Le tabac, un marqueur social
Phénomène déjà observé entre 2000 et 2010, les prévalences restent significativement différentes selon les facteurs socio-économiques entre 2010 et 2016. En effet, la prévalence du tabagisme quotidien a augmenté passant de 34 % à près de 39 % parmi les personnes dépourvues de diplômes alors qu’elle a légèrement baissé (de 23 % à 21,1 %) parmi ceux ayant un diplôme supérieur au Baccalauréat.
Plusieurs facteurs peuvent expliquer cette tendance, comme l’usage de la cigarette pour gérer le stress ou le déni du risque. Ceci peut aussi être dû à des divergences au niveau des processus de sevrage. Les fumeurs appartenant à des catégories sociales moins favorisées sont aussi désireux d’arrêter le tabac que les autres mais ils y parviennent moins souvent.
L’e-cigarette, passée de mode ?
En 2016, 41,2 % des vapoteurs étaient des anciens fumeurs, une proportion en nette hausse par rapport en 2014. À l’inverse, la part de vapoteurs qui fument est en baisse passant de 75,6 % en 2014 à 58,8 % en 2016. Ces résultats peuvent être un signe d’essoufflement de la cigarette électronique.
En effet, l’expérimentation de ce dispositif n’augmente pas, ce qui signifie qu’il n’attire pas de nouveaux consommateurs. On peut supposer que si l’e-cigarette apparaît comme une aide à l’arrêt du tabac pour une partie des fumeurs, elle semble progressivement abandonnée par ceux qui ne parviennent pas au sevrage total et qui reviennent donc uniquement à la cigarette classique.

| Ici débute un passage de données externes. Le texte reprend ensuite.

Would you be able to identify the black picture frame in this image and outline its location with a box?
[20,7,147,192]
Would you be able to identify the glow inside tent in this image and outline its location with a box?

De manière générale, avec un quart de fumeurs en Allemagne, un cinquième en Italie, 15 % en 2014-2015 aux États-Unis et en l’Australie, la France reste à la traîne avec une prévalence nettement plus élevée que la plupart de ces homologues occidentaux. Toutefois, de nombreuses mesures ont été mises en place fin 2016 et pourraient se révéler efficaces dans la lutte contre le tabac, notamment l’augmentation du forfait de prise en charge des substituts nicotiniques ou le récent remboursement de la varénicline.
Dr Le Faou* : « un comportement renforcé par une dépendance »
Les leviers dont disposent les généralistes pour aider les patients au sevrage sont-ils suffisants ?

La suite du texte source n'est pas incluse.